Note: you are strongly encouraged to open issues on this repository indicating points that are unclear or could be better explained, help us have great tutorials!

👩‍💻 For developers

The rest of these instructions assume that you've cloned the package and have cd to it.

📂 Structure

The following are the folders relevant to pages on the website:

├── _literate
│   ├── data             # has "Data Basics" tutorials
│   ├── getting-started  # has "Getting Started" tutorials
│   ├── isl              # has "Introduction to Statistical Learning" tutorials
│   ├── end-to-end       # has "End-to-End" tutorials
│   └── advanced         # has "Advanced" tutorials
├── data                 # This and the four folders below import content from "_literate" to the website 
├── getting-started
├── isl
├── end-to-end
├── advanced
├── info                 # has markdown files corresponding to info pages
├── index.md             # has markdown for the landing page
├── search.md            # has markdown for the search page
├── _libs/nav/head.js    # has all the navigation bar data
├── collapse-script.jl   # script that adds collapsible sections to tutorials
├── deploy.jl            # deployment script
└── Project.toml         # environment for dev operations, eg. deploy.jl

To understand the rest of the structure which could help you change styles with CSS or add interaction with JavaScript read the relevant page on Franklin's documentation.

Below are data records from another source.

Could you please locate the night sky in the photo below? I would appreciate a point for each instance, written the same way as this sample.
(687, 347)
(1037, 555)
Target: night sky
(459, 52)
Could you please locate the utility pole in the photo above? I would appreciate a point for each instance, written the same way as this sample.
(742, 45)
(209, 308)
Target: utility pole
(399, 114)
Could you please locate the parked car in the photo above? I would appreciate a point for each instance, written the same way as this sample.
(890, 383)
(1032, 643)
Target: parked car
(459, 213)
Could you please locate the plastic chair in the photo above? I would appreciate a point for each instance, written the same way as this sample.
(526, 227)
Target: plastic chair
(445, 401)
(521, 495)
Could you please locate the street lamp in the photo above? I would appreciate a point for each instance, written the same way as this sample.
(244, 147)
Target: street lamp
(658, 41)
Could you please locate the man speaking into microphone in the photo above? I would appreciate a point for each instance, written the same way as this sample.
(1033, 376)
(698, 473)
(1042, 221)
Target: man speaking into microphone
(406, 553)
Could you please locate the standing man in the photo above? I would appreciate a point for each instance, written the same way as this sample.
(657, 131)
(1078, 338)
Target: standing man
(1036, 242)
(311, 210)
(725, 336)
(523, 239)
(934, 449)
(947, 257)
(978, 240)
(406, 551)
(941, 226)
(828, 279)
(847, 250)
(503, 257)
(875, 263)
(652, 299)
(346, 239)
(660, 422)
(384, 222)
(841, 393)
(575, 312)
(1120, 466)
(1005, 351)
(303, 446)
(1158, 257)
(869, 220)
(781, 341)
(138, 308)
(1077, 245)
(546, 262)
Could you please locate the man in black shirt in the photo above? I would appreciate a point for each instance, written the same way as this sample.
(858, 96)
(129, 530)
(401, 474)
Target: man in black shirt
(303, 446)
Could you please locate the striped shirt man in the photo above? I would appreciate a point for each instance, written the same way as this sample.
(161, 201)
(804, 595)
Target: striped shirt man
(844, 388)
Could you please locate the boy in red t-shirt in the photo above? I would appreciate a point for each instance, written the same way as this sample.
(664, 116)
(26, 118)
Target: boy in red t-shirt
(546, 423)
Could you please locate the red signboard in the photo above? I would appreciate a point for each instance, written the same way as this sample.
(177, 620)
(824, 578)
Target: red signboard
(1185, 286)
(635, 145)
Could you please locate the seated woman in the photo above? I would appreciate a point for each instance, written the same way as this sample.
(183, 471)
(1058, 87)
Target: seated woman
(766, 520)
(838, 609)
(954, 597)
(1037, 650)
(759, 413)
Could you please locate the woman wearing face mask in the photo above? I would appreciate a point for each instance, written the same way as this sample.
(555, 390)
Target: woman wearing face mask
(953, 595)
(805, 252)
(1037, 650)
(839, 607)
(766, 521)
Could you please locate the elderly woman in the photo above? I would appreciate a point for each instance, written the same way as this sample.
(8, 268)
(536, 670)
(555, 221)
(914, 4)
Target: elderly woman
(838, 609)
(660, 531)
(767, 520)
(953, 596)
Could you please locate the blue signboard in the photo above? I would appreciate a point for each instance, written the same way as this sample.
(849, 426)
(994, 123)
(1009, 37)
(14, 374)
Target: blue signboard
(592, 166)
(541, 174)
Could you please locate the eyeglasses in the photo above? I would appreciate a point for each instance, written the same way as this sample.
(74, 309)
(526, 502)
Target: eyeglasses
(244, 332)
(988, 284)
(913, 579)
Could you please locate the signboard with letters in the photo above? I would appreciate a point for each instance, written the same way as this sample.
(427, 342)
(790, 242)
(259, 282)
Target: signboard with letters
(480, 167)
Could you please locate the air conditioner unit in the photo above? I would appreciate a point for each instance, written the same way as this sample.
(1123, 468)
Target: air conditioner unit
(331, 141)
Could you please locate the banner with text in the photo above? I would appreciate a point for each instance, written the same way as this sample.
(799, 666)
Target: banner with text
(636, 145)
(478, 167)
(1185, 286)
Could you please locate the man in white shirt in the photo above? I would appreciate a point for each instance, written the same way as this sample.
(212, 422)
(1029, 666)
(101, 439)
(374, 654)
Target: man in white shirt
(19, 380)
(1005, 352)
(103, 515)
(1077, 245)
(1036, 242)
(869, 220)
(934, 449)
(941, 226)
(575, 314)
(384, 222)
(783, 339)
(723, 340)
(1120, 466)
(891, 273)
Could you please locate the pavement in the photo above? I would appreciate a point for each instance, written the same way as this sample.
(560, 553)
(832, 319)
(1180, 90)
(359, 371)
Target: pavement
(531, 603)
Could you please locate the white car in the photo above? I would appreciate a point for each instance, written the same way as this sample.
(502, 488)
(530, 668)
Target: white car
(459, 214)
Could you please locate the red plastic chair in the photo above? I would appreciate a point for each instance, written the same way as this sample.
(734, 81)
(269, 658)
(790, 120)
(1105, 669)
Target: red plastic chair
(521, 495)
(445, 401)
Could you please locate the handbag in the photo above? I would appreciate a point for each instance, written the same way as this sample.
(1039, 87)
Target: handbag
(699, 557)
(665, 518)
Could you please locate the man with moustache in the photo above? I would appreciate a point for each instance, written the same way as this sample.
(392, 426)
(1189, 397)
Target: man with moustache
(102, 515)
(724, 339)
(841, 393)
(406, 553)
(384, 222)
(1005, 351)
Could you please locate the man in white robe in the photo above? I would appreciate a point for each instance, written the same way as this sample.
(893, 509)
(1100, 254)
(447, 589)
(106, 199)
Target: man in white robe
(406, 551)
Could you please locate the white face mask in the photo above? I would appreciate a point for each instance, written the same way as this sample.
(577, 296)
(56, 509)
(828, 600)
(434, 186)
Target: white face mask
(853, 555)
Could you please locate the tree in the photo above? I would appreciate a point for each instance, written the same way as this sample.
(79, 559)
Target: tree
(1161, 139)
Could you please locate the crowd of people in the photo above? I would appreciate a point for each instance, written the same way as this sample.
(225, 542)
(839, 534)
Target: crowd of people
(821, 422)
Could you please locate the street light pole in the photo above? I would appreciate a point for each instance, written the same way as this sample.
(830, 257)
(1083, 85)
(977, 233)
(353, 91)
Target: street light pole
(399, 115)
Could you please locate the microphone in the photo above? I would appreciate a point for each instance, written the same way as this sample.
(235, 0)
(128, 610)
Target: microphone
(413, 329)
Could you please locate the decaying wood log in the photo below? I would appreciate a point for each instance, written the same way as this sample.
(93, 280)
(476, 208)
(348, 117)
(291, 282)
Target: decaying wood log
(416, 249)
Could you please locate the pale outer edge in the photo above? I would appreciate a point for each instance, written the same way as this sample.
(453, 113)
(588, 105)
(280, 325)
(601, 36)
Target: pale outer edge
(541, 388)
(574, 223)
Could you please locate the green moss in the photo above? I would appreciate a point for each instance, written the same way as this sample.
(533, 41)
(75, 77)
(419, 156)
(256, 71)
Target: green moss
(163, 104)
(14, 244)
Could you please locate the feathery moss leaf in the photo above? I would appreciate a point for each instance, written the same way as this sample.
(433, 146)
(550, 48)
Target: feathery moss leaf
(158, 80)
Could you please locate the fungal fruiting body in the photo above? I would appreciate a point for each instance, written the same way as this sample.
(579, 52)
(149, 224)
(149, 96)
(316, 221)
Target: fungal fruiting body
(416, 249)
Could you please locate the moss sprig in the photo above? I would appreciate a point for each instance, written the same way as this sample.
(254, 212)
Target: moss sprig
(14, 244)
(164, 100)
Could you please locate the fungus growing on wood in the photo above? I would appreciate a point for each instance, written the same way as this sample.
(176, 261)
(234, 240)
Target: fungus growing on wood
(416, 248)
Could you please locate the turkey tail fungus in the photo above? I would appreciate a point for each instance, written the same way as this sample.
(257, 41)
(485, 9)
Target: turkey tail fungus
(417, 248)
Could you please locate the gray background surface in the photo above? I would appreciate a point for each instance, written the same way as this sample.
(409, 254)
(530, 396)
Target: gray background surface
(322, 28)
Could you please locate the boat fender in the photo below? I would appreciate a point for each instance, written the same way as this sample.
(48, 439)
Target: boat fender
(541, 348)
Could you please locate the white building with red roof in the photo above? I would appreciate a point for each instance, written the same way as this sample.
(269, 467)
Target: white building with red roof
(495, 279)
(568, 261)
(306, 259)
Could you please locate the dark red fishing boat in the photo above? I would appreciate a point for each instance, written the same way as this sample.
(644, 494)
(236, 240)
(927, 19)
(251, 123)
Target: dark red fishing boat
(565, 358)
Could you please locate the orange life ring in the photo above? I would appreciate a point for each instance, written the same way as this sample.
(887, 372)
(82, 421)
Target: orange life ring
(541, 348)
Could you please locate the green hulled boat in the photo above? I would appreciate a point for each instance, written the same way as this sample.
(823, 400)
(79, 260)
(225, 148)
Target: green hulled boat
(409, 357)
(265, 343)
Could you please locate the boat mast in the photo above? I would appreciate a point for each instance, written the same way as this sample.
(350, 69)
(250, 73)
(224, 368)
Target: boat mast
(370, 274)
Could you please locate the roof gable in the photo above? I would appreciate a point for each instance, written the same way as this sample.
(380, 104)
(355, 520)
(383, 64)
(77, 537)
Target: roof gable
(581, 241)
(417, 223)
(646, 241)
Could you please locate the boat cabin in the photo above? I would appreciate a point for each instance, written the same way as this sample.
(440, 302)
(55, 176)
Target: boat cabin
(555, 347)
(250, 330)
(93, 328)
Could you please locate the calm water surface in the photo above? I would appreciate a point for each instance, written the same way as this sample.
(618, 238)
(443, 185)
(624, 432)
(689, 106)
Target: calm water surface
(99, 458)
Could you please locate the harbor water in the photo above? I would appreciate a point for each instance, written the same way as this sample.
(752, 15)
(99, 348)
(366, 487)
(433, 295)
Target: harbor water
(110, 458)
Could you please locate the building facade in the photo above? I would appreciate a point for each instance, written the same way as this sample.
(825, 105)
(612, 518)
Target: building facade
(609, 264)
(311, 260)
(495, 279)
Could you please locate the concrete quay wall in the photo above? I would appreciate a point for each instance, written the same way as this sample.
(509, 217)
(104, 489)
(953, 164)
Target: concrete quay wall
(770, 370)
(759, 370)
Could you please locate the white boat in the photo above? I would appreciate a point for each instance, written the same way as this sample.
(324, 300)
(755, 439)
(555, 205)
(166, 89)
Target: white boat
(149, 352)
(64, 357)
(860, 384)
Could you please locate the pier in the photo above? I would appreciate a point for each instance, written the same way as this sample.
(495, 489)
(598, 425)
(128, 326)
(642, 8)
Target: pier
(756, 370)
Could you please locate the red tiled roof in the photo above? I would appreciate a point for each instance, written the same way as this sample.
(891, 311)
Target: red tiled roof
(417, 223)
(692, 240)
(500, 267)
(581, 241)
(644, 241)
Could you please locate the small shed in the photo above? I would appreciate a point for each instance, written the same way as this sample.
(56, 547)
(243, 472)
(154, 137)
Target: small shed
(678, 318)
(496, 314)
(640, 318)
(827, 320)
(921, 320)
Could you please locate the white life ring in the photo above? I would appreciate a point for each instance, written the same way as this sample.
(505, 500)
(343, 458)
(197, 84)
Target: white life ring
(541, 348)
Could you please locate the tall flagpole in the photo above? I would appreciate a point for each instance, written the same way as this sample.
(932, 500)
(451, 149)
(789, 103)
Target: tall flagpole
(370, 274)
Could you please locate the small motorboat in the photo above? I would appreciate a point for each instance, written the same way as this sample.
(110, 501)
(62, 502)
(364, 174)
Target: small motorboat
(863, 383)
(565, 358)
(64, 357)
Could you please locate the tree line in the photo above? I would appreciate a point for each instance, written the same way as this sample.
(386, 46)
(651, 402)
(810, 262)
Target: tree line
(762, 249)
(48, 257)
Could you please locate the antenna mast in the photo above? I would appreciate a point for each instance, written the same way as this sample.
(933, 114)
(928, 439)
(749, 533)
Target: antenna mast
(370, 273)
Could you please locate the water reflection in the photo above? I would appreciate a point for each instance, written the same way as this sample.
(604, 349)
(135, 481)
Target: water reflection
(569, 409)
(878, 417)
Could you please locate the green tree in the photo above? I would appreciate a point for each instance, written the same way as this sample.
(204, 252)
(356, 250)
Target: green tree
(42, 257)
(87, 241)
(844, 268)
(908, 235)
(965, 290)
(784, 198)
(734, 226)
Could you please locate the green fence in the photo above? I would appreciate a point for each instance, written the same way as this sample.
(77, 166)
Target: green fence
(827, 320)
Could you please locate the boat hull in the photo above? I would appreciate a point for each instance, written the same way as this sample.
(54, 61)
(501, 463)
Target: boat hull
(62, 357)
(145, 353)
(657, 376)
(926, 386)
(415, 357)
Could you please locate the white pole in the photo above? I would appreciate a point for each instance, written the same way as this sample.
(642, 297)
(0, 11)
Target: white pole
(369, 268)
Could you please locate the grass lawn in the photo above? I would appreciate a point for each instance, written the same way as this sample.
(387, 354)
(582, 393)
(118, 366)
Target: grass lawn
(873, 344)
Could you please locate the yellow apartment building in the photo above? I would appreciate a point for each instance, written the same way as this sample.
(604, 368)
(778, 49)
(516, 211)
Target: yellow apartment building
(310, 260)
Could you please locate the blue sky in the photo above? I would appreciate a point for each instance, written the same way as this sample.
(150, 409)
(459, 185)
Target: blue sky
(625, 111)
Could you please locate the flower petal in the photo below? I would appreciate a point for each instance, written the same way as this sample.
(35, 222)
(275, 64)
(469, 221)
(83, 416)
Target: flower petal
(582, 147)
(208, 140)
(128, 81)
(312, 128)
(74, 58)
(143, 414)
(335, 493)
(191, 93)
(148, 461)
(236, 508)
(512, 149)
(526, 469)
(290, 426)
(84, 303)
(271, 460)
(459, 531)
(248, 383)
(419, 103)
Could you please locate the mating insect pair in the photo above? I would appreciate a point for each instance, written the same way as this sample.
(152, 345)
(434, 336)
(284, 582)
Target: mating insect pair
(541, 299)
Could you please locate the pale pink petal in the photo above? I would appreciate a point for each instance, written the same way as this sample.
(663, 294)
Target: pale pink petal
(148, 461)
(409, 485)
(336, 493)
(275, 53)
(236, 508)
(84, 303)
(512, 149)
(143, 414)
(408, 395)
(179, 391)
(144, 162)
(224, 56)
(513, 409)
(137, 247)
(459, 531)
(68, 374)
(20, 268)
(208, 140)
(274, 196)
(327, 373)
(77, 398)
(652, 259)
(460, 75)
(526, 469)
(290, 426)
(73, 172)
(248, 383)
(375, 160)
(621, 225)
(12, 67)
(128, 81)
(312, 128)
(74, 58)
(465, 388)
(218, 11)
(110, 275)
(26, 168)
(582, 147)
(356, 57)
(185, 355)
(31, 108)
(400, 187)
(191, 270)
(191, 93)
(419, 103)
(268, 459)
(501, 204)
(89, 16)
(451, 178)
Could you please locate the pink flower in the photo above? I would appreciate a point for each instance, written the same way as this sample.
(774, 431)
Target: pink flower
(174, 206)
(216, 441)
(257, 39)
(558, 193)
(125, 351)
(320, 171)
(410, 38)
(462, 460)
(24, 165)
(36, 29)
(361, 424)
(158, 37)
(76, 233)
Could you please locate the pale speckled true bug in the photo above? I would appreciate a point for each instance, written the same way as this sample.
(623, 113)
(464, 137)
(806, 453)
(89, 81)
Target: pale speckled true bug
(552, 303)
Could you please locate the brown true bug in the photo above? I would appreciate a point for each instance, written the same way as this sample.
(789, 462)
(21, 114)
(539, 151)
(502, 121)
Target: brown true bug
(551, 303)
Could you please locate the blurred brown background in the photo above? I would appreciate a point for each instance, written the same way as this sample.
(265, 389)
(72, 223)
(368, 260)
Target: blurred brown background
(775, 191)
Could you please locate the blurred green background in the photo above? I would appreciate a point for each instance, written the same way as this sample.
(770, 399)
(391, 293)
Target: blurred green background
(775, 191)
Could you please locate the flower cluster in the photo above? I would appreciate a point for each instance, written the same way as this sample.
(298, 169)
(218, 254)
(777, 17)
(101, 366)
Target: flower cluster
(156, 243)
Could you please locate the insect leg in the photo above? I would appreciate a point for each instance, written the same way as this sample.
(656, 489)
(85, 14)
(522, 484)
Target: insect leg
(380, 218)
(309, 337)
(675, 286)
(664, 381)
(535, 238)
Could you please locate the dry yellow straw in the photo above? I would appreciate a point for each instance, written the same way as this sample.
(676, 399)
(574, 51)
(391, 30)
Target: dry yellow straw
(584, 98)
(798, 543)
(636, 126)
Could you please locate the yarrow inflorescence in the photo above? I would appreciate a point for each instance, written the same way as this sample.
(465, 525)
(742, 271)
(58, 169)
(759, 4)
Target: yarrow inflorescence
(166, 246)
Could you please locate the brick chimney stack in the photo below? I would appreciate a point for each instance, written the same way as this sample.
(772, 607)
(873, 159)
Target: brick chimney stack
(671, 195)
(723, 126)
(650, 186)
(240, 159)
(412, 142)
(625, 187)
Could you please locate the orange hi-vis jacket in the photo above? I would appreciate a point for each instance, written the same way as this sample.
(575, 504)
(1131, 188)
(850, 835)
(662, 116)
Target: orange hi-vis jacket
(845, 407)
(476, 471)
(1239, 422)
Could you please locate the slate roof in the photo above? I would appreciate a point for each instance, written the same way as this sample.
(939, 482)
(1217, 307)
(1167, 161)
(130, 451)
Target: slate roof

👨🏻‍🔧 Modifying an existing tutorial

  • Find the corresponding Julia script in _literate and fix it in a PR.
  • Ensure it works and renders properly as explained below.

✨ Add a new tutorial

  • Go to the appropriate folder inside _literate depending on the category of the tutorial as described above
  • Duplicate one of the tutorials as a starting point.
  • Remove Manifest.toml and Project.toml
  • Create and activate an environment in that folder and add the packages that you'll need (MLJ, ...)
  • Write your tutorial following the blueprint
  • Run julia collapse-script.jl to add necessary Franklin syntax to your tutorial to make sections in it collapsible like other tutorials

Important

Your tutorial must "just work" otherwise it will be ignored, in other words, any Julia user should be able to just copy the folder containing your .jl and .toml files, and run it without having to do anything special.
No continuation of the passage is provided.